# Where's the gun shows central Ohio???



## Iron_Chef_CD (Jul 16, 2005)

Where are all the gun shows at now a days? I know they had the one that's usually at the Franklin County Fair Grounds at westland mall. 

Is it still there? Are there any more else where near Columbus. 

Thanks


----------



## Cat Mazter (May 20, 2005)

They have them in Hillard too (sp), But once you go there get a Paper from them they have all the dates where they are stopping at. Ill get a paper out later today, I should have them, But I wont be back on until tonite,
Cat Mazter


----------



## JBJ (Apr 11, 2004)

Seems like I found a site for the PRO - Peoples Rights Organization before that had all their show dates. Give that a try.


----------



## Iron_Chef_CD (Jul 16, 2005)

Yeah that's the one I used to go to all the time. Couldn't remember the name and if I remember correctly that's the one they moved to westland mall. I'll have to check when I get home. Stupid work fire wall...

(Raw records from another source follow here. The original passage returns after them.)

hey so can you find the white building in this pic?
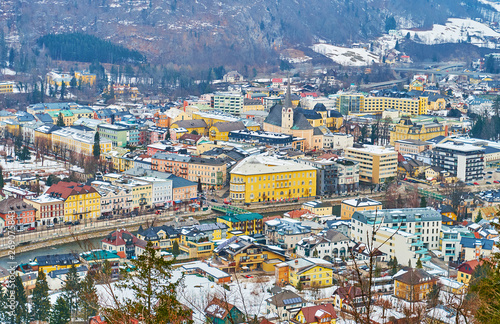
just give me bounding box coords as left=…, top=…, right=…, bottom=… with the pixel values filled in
left=136, top=176, right=173, bottom=208
left=296, top=229, right=353, bottom=260
left=323, top=133, right=354, bottom=150
left=351, top=208, right=442, bottom=265
left=212, top=92, right=244, bottom=115
left=344, top=145, right=398, bottom=184
left=430, top=142, right=485, bottom=182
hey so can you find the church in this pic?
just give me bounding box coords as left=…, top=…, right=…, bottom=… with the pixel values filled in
left=263, top=83, right=342, bottom=150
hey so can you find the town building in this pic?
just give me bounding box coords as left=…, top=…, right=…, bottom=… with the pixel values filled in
left=393, top=268, right=437, bottom=302
left=228, top=130, right=294, bottom=148
left=340, top=198, right=382, bottom=220
left=24, top=194, right=65, bottom=226
left=430, top=142, right=485, bottom=182
left=229, top=155, right=317, bottom=203
left=265, top=218, right=312, bottom=252
left=394, top=139, right=432, bottom=156
left=97, top=123, right=129, bottom=147
left=209, top=121, right=246, bottom=141
left=332, top=285, right=366, bottom=314
left=0, top=197, right=36, bottom=230
left=151, top=153, right=190, bottom=179
left=457, top=259, right=483, bottom=285
left=204, top=297, right=245, bottom=324
left=33, top=253, right=81, bottom=273
left=179, top=261, right=232, bottom=284
left=101, top=229, right=146, bottom=259
left=217, top=213, right=263, bottom=236
left=344, top=145, right=398, bottom=184
left=275, top=258, right=334, bottom=288
left=46, top=182, right=101, bottom=222
left=296, top=229, right=352, bottom=260
left=390, top=117, right=446, bottom=145
left=211, top=92, right=244, bottom=115
left=265, top=290, right=306, bottom=321
left=187, top=157, right=227, bottom=190
left=294, top=304, right=337, bottom=324
left=351, top=208, right=442, bottom=264
left=459, top=237, right=494, bottom=261
left=337, top=92, right=431, bottom=115
left=178, top=223, right=228, bottom=258
left=51, top=127, right=112, bottom=156
left=92, top=182, right=133, bottom=217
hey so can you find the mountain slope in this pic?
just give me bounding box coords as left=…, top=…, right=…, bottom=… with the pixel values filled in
left=0, top=0, right=496, bottom=68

Hey cat if that's not the pro show that your talking about let me know!

Thanks for the response.


----------



## Cat Mazter (May 20, 2005)

I beleive we are talking about the same show. We will have to hook up & go to one this Fall.
Cat Mazter


----------



## Iron_Chef_CD (Jul 16, 2005)

Sounds like a plan Cat! Maybe afterwards you can teach me how to catch some monster flat heads


----------



## Cat Mazter (May 20, 2005)

Sounds like a Plan then, If you find out when they are we will work out a Date to go. As Far as Catfishin, Come down anytime.  Just shoot me an e-mail.
Cat Mazter


----------



## esoxhunter (Apr 7, 2004)

I do believe there is a show at the Westland Mall this weekend. I might go Saturday and check it out.


----------